Try it and I’ll try to make room for you.
I’ll pull over, sweep the junk off
the other seat, turn over a peace sign
and pop the lock. I’ll ask where you’re headed
and when you say there, I’ll say great, so am I
—even if, strictly speaking, this isn’t true.
I know how it is. That lifetime at the side
of the road, the clamp-jawed cars,
trying to assume the right posture
(part orphan, part don’t-fuck-with-me),
licking your thumb now and then
for good luck or no reason or just to feel
the shucked air. And if someone stops
—well, then you worry about the crazies.
You glance in the open door (whiff of—what?
sound of—what?) and remember the one
who passed transports over the double line,
who rolled joints with two hands
at ninety miles an hour while steering
with his knee. You live in dread
of the lesser and greater dangers,
the droners, the ones who wall you in
with me, me, me, or the ones waiting
to write on your body with a knife.
Try it and I will not be one of those.
Try it and I’ll try to see at least one thing
through your eyes. I’ll offer you a seat,
make a little small talk (nice not
to travel alone, eh?) then leave you
to yourself. After a while
I’ll get tired (it’s a long way, after all)

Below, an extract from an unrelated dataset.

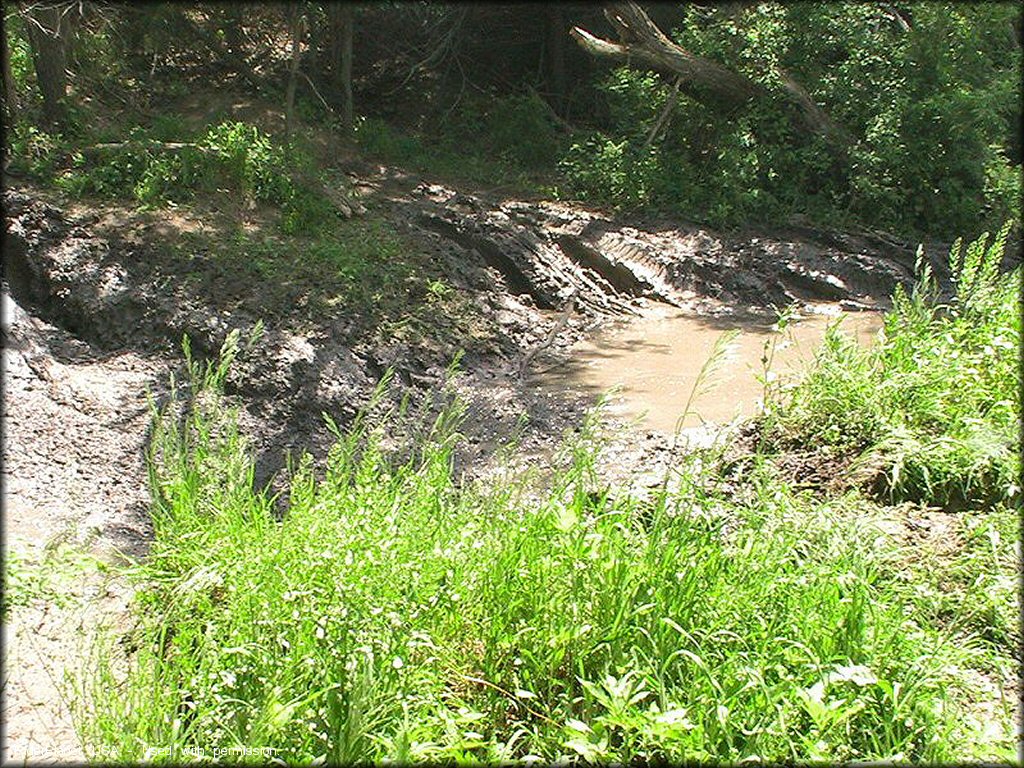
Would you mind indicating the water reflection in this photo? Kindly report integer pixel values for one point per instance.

and ask if you want to drive. If you do,
we’ll trade seats. I’ll offer a tip or two
(it’s still my car, it’s got my personality
—or is that an illusion?) then curl up
and close my eyes. Now you have the wheel,
you make your own sense of the solid
and broken lines. You drive on until
there is, inevitably, a fork—will you go
this way or that? Maybe you steal
a glance back at me, try to read
the intention on my face, but by then
I’m just the question mark
dreaming in the seat beside you.
Questions and Answers
What inspired “Thumbing It”?
My first book, On the Other Hand, was quite confessional. One day after a reading, my friend Misao said to me that she could really understand what I got out of the poems but she wondered what was in them for an audience. This got me thinking about audience. So I wrote a poem about it (using the conceit of the reader as hitch hiker). I then used this as a first poem—a statement of poetics, really—for my second book, The Birdhouse, Or.
What poetic techniques did you use in “Thumbing It”?
That central conceit, obviously—an extended comparison between a reader “thumbing” open a book and a hitch-hiker “thumbing” a ride. The other really noticeable technique is the way the poem is in free verse but looks regular on the page, with lines mostly similar in length. I find myself doing this sometimes for not entirely conscious reasons. I think it has to do with wanting the form to modulate the delivery of the poem somehow, to force a certain kind of compression, rhythmic regularity. Also because there is something in the look that is more formal, maybe it’s a way of subtly elevating the subject matter (like you do when you put something into a song).